Reductions in sputum and plasma immunomodulatory proteins in response to short-term reduction in e-cigarette use. A: IL-1RA in saliva modestly increased after 2 wk reduction in vaping. B: in sputum, four proteins had diminished levels in the setting of short-term reduced vaping, GRO, IL-1RA, IL-8, and IP-10. C: plasma samples demonstrated reduced levels of TNFβ and VEGF in the circulation of e-cigarette users in response to 2 wk of reduced e-cigarette use.
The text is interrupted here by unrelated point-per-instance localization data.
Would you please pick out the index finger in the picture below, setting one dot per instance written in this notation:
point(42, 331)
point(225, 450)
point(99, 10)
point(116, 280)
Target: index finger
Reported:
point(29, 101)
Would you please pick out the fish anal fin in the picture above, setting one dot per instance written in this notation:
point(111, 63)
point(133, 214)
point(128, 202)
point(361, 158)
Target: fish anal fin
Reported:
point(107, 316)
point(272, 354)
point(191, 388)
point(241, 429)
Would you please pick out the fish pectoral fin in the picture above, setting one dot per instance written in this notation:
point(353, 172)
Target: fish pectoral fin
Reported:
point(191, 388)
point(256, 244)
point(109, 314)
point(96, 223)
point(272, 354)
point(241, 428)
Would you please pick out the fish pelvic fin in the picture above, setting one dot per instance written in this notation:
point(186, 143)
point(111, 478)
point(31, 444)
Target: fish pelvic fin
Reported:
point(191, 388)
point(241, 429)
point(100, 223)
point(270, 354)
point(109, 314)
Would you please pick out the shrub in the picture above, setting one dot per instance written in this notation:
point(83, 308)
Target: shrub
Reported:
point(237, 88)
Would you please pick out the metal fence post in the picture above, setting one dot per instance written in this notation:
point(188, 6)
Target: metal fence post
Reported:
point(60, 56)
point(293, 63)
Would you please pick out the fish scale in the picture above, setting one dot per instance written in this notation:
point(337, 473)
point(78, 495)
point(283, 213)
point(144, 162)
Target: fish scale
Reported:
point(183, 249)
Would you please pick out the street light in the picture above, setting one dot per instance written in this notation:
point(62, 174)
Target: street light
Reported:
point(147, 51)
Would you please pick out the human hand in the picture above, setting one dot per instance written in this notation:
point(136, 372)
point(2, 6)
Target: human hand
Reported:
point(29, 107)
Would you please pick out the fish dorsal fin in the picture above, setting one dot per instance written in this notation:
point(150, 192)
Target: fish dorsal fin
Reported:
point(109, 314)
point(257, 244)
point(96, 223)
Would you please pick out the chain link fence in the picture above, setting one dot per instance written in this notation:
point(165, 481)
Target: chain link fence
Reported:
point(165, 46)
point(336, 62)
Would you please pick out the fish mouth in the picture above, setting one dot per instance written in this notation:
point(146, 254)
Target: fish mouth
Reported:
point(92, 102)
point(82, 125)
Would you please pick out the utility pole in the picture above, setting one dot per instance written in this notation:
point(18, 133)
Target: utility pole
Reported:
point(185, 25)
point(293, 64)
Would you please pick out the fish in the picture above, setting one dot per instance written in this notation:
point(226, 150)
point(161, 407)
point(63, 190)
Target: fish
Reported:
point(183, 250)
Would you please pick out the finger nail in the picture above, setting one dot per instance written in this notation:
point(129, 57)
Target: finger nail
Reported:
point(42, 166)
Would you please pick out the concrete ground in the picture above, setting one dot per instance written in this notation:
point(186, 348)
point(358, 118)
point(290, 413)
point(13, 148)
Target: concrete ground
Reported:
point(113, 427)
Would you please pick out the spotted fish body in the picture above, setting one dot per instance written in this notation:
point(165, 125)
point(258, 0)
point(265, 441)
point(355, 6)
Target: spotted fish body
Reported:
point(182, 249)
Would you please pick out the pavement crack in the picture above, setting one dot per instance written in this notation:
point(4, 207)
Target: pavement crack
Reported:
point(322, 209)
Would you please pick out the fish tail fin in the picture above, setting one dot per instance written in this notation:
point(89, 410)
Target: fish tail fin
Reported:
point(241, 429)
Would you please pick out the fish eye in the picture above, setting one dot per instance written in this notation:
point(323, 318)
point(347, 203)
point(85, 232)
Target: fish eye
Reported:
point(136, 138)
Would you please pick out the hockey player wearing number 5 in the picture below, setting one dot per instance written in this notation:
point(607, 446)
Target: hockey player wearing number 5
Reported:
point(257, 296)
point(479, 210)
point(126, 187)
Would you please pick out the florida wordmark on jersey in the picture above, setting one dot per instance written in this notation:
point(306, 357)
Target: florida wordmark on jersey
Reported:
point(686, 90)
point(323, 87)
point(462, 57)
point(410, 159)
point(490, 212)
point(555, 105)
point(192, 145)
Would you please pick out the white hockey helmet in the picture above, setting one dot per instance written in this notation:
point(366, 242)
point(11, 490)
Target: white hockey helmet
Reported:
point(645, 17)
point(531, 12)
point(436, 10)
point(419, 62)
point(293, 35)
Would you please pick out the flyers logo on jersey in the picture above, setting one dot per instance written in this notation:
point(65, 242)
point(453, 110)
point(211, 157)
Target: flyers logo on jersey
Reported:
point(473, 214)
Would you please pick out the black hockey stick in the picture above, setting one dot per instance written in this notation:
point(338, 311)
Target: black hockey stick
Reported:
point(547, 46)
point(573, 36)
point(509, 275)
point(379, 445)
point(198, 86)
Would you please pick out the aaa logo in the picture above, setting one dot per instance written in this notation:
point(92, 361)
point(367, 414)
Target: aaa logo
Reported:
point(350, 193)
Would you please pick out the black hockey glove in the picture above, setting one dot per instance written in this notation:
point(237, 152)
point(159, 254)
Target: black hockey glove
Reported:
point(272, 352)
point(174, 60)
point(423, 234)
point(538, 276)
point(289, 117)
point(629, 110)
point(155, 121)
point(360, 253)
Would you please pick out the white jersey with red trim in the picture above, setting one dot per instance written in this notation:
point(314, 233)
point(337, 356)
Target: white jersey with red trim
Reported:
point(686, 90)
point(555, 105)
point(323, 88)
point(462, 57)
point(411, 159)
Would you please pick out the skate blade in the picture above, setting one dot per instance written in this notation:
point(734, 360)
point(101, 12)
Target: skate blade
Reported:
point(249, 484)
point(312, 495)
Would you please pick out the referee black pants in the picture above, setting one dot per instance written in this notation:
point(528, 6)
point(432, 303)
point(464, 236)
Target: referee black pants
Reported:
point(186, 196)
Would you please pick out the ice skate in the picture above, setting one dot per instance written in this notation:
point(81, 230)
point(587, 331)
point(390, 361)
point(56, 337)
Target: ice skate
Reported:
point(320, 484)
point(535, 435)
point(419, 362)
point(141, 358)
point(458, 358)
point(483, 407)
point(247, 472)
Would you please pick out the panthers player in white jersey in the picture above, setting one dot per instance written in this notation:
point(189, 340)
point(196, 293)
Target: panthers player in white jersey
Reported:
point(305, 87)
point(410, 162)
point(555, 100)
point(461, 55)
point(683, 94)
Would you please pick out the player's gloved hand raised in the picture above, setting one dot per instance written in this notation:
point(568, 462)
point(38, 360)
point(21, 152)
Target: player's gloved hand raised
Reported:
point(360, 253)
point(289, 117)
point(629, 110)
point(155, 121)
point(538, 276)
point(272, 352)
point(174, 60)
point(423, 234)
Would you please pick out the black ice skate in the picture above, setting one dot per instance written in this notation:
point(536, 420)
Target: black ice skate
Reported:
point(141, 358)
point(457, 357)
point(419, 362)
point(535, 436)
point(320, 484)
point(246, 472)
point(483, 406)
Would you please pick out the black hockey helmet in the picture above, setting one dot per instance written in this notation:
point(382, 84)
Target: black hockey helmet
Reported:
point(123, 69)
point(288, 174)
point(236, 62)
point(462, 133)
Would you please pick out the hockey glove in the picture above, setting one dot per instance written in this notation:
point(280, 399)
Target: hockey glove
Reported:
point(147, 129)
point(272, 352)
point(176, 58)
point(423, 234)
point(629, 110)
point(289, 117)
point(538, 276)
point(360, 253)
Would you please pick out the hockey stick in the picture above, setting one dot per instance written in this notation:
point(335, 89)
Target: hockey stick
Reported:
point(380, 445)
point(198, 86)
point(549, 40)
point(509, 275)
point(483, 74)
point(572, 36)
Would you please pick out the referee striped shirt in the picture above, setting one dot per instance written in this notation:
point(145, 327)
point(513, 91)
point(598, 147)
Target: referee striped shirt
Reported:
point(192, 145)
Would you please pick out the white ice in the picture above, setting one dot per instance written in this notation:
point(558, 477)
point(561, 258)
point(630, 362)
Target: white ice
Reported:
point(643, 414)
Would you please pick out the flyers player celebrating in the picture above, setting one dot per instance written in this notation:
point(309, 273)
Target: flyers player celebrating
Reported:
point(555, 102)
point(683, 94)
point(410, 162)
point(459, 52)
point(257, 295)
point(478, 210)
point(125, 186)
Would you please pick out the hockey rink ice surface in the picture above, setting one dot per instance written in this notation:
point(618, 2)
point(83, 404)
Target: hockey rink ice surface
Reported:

Individual data points are shown with the mean and 95% CI. Statistical analysis was conducted with two-way ANOVA with correction for multiple comparisons by controlling the false discovery rate, using the two-stage step-up method of Benjamini, Krieger, and Yekutieli. *P = 0.02, #P = 0.03, **P < 0.01, and ****P < 0.0001. CI, confidence interval.

Figure 6.

E-cigarette alters the inflammatory response of circulating human monocytes. Inflammatory markers TNFα (A–C), IL-6 (D–F), and IL-8 (G–I) were obtained from circulating monocytes in nonsmoking nonvaping healthy controls (black) and from e-cigarette users at baseline (red) and after 2 wk of reduced e-cigarette usage (blue). This figure is further separated into cytokines secreted under unstimulated conditions (A, D, and G) and LPS-stimulated conditions (B, E, and H). Normalized TNFα (C), IL-6 (F), and IL-8 (I) were calculated by dividing cytokine levels from LPS-stimulated monocytes by cytokine levels from nonstimulated monocytes from each subject. Paired lines between e-cigarette and reduced use represent paired changes in cytokine levels from the same subject in the setting of reducing use of e-cigarettes. Error bars represent the means ± SD. *P < 0.05, **P < 0.01, and ***P < 0.001, as determined by Student’s t test. LPS, lipopolysaccharide.